Houston Astros
- Outfielder
- Born: April 27, 2005 (age 21) Daytona Beach, Florida, U.S.
- Bats: LeftThrows: Left
- Stats at Baseball Reference

= Logan Hughes =

American baseball player (born 2005)

Logan James Hughes (born April 27, 2005) is an American professional baseball outfielder in the Houston Astros organization. He played college baseball for the Stetson Hatters and Texas Tech Red Raiders.

==Amateur career==
Hughes attended Winter Springs High School in Winter Springs, Florida. He committed to play college baseball at Stetson University.

As a freshman at Stetson in 2024, Hughes started 46 of 58 games and hit .292/.398/.515 with eight home runs and 34 runs batted in (RBI) over 171 at bats. After the season he entered the transfer portal and transferred to the Texas Tech University.
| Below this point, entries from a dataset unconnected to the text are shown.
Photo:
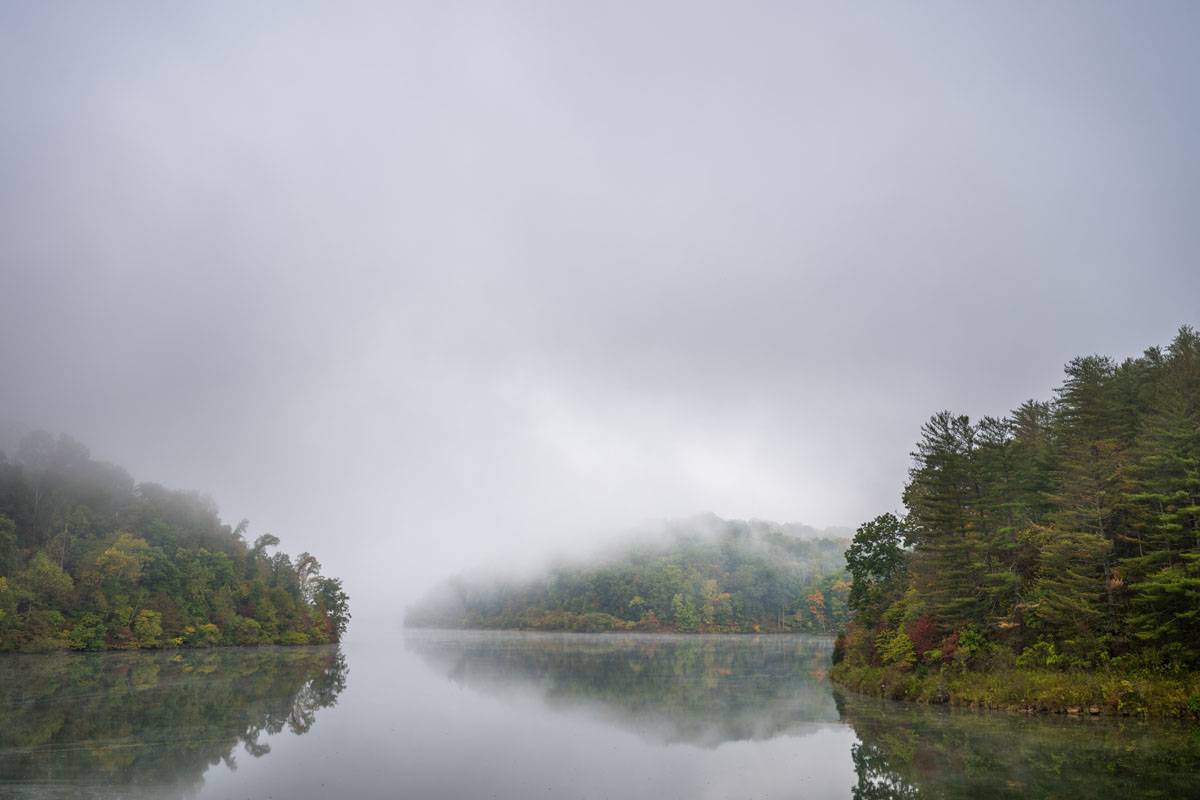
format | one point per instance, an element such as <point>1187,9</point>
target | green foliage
<point>89,559</point>
<point>877,565</point>
<point>148,627</point>
<point>88,633</point>
<point>1067,531</point>
<point>709,576</point>
<point>895,649</point>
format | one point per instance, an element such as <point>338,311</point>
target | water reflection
<point>701,690</point>
<point>150,723</point>
<point>713,690</point>
<point>907,751</point>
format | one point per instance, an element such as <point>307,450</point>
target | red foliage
<point>949,644</point>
In his first season at Texas Tech in 2025, Hughes 52 games and hit .327/.411/.697 with 19 home runs and 58 RBI over 211 at bats. After the season he played in the Cape Cod League for the Bourne Braves. As a junior in 2026, he started all 55 games, hitting .375/.510/.735 with 18 home runs and 70 RBI over 200 at bats. He was named a first team All-Big 12 and an All-American.

==Professional career==
Hughes was considered a top prospect in the 2026 Major League Baseball draft. He was selected with the 17th pick in the draft by the Houston Astros. On July 22, 2026, he signed with the Astros for an under-slot signing bonus of approximately $3.41 million.

== Personal life ==
Hughes grew up near the Astros spring training complex in Kissimmee, Florida, where his mother, Melissa, frequently sang The Star-Spangled Banner. He idolized Jeff Bagwell as a child.